Al cabo de tres cuartos de hora, Michael, Hafez y Cassandra entraron en los estudios centrales de la televisión egipcia. La joven los acompañó a la redacción y los condujo hasta una pequeña sala de edición. Hafez sacó la cinta del maletín y la introdujo en un vídeo. Cassandra salió y cerró la puerta tras de sí, dejando atrás un halo de aceite de sándalo. Hafez se puso a fumar hasta que la sala pareció una cámara de gas y Michael le suplicó que parara. El estadounidense miró la cinta tres veces a velocidad normal y otras tres a cámara lenta. Por fin apretó el botón de expulsión y cogió la cinta.
– Es un tirador de primera -comentó Hafez-. No hay muchas personas en el mundo capaces de hacer ese disparo y largarse de esa forma.
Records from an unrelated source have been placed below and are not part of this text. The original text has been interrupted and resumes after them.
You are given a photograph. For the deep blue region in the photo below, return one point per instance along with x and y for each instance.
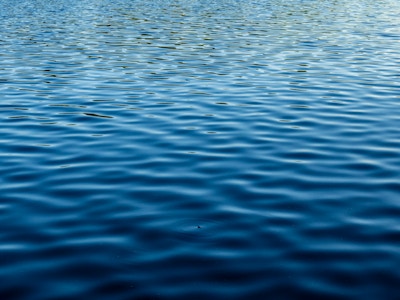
(199, 149)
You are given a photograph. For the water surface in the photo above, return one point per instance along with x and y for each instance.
(199, 149)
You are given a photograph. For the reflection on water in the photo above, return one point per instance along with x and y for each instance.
(199, 149)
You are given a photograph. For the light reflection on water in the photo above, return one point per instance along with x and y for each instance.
(206, 149)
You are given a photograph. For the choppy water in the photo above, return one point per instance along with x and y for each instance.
(199, 149)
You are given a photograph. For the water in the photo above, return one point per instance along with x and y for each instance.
(199, 149)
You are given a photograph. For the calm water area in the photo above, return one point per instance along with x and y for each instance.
(199, 149)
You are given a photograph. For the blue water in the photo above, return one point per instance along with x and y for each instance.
(199, 149)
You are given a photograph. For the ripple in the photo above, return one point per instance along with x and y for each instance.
(215, 149)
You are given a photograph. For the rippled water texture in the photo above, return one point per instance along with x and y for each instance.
(199, 149)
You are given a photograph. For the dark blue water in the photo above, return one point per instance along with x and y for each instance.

– Es extraordinariamente bueno.
– ¿Sabes quién es?
– Por desgracia, creo que sí.
Belfast
La sede central del Partido Unionista del Ulster se encuentra en un edificio de cuatro pisos en el número 3 de Glengall Street, cerca del hotel Europa y la Gran Opera. A causa de su emplazamiento en el fleco occidental del centro de la ciudad, en las inmediaciones de Falls Road, la sede central del partido fue un blanco frecuente del IRA durante The Troubles. Sin embargo, de momento el IRA respetaba el alto el fuego, por lo que el hombre del Vauxhall plateado no estaba nervioso mientras se dirigía hacia Glengall Street bajo la lluvia matutina.
Ian Morris era uno de los cuatro vicepresidentes del Consejo Unionista del Ulster, el comité central del partido. Llevaba el unionismo en la sangre; su bisabuelo había amasado una fortuna en el negocio del lino durante el auge industrial de Belfast en el siglo XIX y construido una gran finca en Forthriver Valley con vistas a los arrabales de West Belfast. En 1912, cuando nació la Fuerza de Voluntarios del Ulster para luchar contra la Irish Home Rule, es decir, la autonomía irlandesa, el antepasado de Morris permitió que los activistas escondieran armas y suministros en los establos y las arboledas de la propiedad.
Morris no había tenido preocupaciones económicas de joven, pues la fortuna de su bisabuelo le proporcionaba unos ingresos más que razonables, y tras graduarse por Cambridge había proyectado consagrar su vida a la universidad. Sin embargo, The Troubles hicieron mella en él, al igual que había sucedido con tantos hombres de su generación a ambos lados de la frontera religiosa del Ulster, de modo que decidió dedicarse a la violencia. Se unió a la Fuerza de Voluntarios del Ulster y pasó cinco años en la penitenciaría de Maze por colocar una bomba en un pub católico del Broadway. En la cárcel había decidido deponer las armas y hacer campaña en favor de la paz.